Pemerintah Srilanka Serukan Perempuan Tunda Kehamilan selama Pandemi Corona

Ilustrasi.

Kolombo, Batamnews - Pemerintah Srilanka meminta kalangan perempuan menunda kehamilan menyusul tingginya angka kematian ibu hamil saat pandemi Covid-19.

Kementerian Kesehatan Srilanka menyebut ada 40 ibu hamil yang meninggal dunia akibat Corona dalam empat bulan terakhir.

Negara kepulauan itu, yang mencatat kematian ibu pertama akibat virus corona pada Mei, sedang berjuang melawan lonjakan infeksi varian Delta setelah pembatasan perjalanan dilonggarkan untuk perayaan tahun baru lokal pada pertengahan April.

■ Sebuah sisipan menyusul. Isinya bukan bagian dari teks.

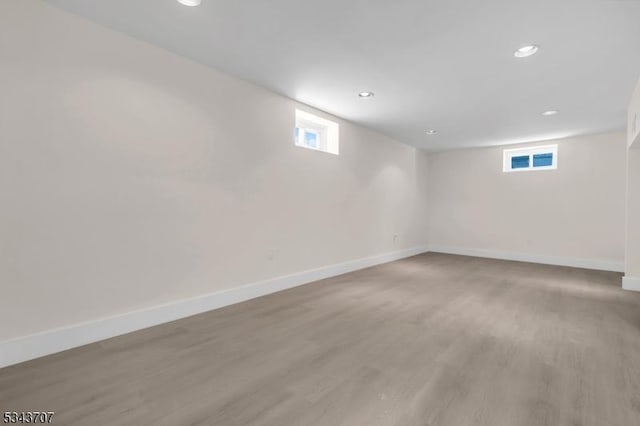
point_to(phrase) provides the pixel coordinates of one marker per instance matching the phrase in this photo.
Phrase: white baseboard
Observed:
(603, 265)
(60, 339)
(631, 283)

“Biasanya, kami memiliki 90 hingga 100 kematian ibu per tahun, tetapi sejak awal gelombang ketiga kami telah mencatat 41 kematian ibu hamil akibat Covid-19 saja,” kata Chitramali de Silva, direktur Biro Promosi Kesehatan Kementerian Kesehatan Srilanka dikutip Batamnews dari AFP, Jumat (10/9/2021).

Dokter kandungan dan ginekolog pemerintah Harsha Atapattu mengatakan dia mendesak pengantin baru, serta mereka yang mencoba untuk memiliki bayi, untuk menundanya setidaknya satu tahun karena risiko Covid-19.

Baca: Divonis Covid-19, Perempuan Hamil Dibiarkan Melahirkan Sendirian di RS

De Silva mengatakan sekitar 5.500 ibu hamil telah terinfeksi. Sekitar 70 persen divaksinasi full, tambahnya.

Para ahli telah mendesak wanita hamil untuk mendapatkan suntikan vaksinasi, dengan pejabat kesehatan Sri Lanka menyatakan varian Delta tampaknya meningkatkan risiko gejala parah.